Não se enxerga

Henrique Custódio

No mesmo dia em que estava anunciada a rentrée do PS, o PSD inventou uma «Festa da Beira Baixa» para antecipar palco a Passos Coelho.

É claro que as televisões foram a correr ouvir o homem que, naquela caranguejola de plateia (aliás, nunca mostrada nas emissões de sábado), enjorcou mais uma rentrée do seu rosário, numa luta desesperada para se manter à tona de água.

Mais valia estar calado – um conselho antigo, que Passos nunca segue.

Basicamente, disse duas coisas.

Uma, que «a visão que temos para o País é ainda hoje mais necessária».

Outra, que o serviço público «moderno» é o «prestado pela sociedade civil», cabendo ao Estado «não se demitir de dinamizar, de enquadrar, de regular e de poder garantir [e aqui é que bate o ponto, pois claro] a qualidade na sua prestação» [ou seja, pagar aos privados para «fazerem o serviço público», como ele induziu mais à frente].

Quanto à «visão que temos para o País», o profuso orador escudou-se no seu governo: «tendo conseguido, como conseguimos, dar a volta aos problemas, tendo a economia do País a crescer, o desemprego a cair e o emprego a melhorar, os rendimentos das pessoas e do País a melhorarem também».
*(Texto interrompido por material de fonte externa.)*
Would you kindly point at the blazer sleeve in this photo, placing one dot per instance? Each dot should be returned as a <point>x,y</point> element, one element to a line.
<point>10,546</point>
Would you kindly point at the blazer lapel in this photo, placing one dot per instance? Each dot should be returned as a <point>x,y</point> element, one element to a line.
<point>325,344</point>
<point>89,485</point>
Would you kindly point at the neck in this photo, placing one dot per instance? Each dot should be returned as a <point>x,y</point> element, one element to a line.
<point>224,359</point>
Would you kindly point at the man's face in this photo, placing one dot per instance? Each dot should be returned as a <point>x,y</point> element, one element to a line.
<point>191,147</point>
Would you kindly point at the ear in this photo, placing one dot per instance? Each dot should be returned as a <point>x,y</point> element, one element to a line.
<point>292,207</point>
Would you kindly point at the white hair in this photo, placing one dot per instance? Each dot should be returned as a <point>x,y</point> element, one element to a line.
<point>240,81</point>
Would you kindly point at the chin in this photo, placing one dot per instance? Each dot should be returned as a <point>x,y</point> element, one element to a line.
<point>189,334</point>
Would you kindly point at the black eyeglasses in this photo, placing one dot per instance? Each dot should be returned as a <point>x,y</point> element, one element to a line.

Parece uma anedota e talvez o seja: Passos continua a mentir e fá-lo com a desfaçatez de um vigarista de feira. Após quatro anos e meio a tentar desmantelar o Estado democrático construído com a Revolução de Abril, depois de cumprir um roteiro político que ele próprio sintetizou como de «empobrecimento nacional», depois de ter atropelado a Constituição da República, sob os auspícios do Presidente Cavaco, para impor cortes de direitos e garantias, cortes generalizados em salários, pensões, carreiras, subsídios e apoios sociais, tem a desfaçatez de vir hoje a público dizer que «conseguimos dar a volta aos problemas» e propor-se como «alternativa».

Uma «alternativa» que ele também explicita: a de «transferir» os serviços sociais do Estado no Ensino, no Serviço Nacional de Saúde e na Segurança Social para os capitais privados (a que ele chama «sociedade civil»), transformando-os em negócios privados pagos com dinheiros públicos.

É como nos EUA, onde tudo são negócios privados para servir quem paga, continuando a consumir 60 por cento dos recursos do planeta e, ainda assim, a atarrachar mais e mais as condições de vida do seu povo e dos muitos milhões de emigrantes que lá continuam a desembocar.

Insistindo monocordicamente – e sempre de voz colocada – no «falhanço» da «solução governativa das esquerdas», Passos continua sem perceber que a sua solução de empobrecimento generalizado é que foi batida nas urnas e recusada maioritariamente pelo povo português.

Perdido no seu labirinto de confundir um 1.º lugar com vitória eleitoral, o homem não se enxerga.